Participating in the inter-generational forum were three groups of people over sixty, forty and twenty years old, discussing their experiences, lessons learned and progress on the journey to ending older age inequality and changing negative narratives and stereotypes involving “older age”. The three generations had inspirational discussions and confirmed that age is nothing but a number, and both senior and young generations are valuable in their own right, and older persons are active and forward-looking participants in society.
Addressing the event, Ms. Naomi Kitahara, UNFPA Representative in Vietnam said: "Population ageing is not the subject to be ignored in the 2030 Sustainable Development Agenda. Population ageing happens not because of mortality decline, or because people live longer, but because fertility declines. All countries in the world including Viet Nam must be prepared for aging when couples start to have a smaller family. Viet Nam must envision a new paradigm that aligns demographic ageing with economic and social growth and ensure social inclusion of the elderly”.
As the year of 2019 marks the 25th anniversary of the adoption of the Programme of Action of the International Conference on Population and Development (ICPD), a photo voice exhibition called “Humans of ICPD: Across the life cycle: Right and Choice for All People” opens from 30 September to 3 October 2019 at the Vietnamese Women’s Museum. The exhibition showcases two sets of photos: one set with 15 photos of 15 ICPD Principles that represent the interrelationships between population and sustainable development. And another set of photos with 15 inspiring stories of older persons in different parts of the country.

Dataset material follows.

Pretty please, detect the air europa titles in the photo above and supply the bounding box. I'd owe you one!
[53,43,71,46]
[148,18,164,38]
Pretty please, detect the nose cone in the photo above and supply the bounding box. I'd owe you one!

HelpAge International points out that Ageism, if defined as “… direct or indirect actions where someone is excluded, considered different, restricted, ignored, or treated as if they didn’t exist because of their age” is a main barrier for achieving equality and assuring rights of older persons. Ageism should not be associated with being disrespected, being treated unfairly, having untrue assumptions or feeling invisible because of age.
Through the voices of older persons, a message must be spread, and movement needs to be created that older persons are an active participant in the society, and not a burden to the society. It is extremely important that Vietnam should facilitate employment opportunities, flexible and equal retirement age between men and women, skills development, universal health care and social protection, and age friendly environment for older persons as a means to ensure well-beings for old age. Removing barriers to age equality, especially eliminating ageism to ensure social inclusion of older persons is the most effective way in responding to population ageing and achieving the Sustainable Development Goals./.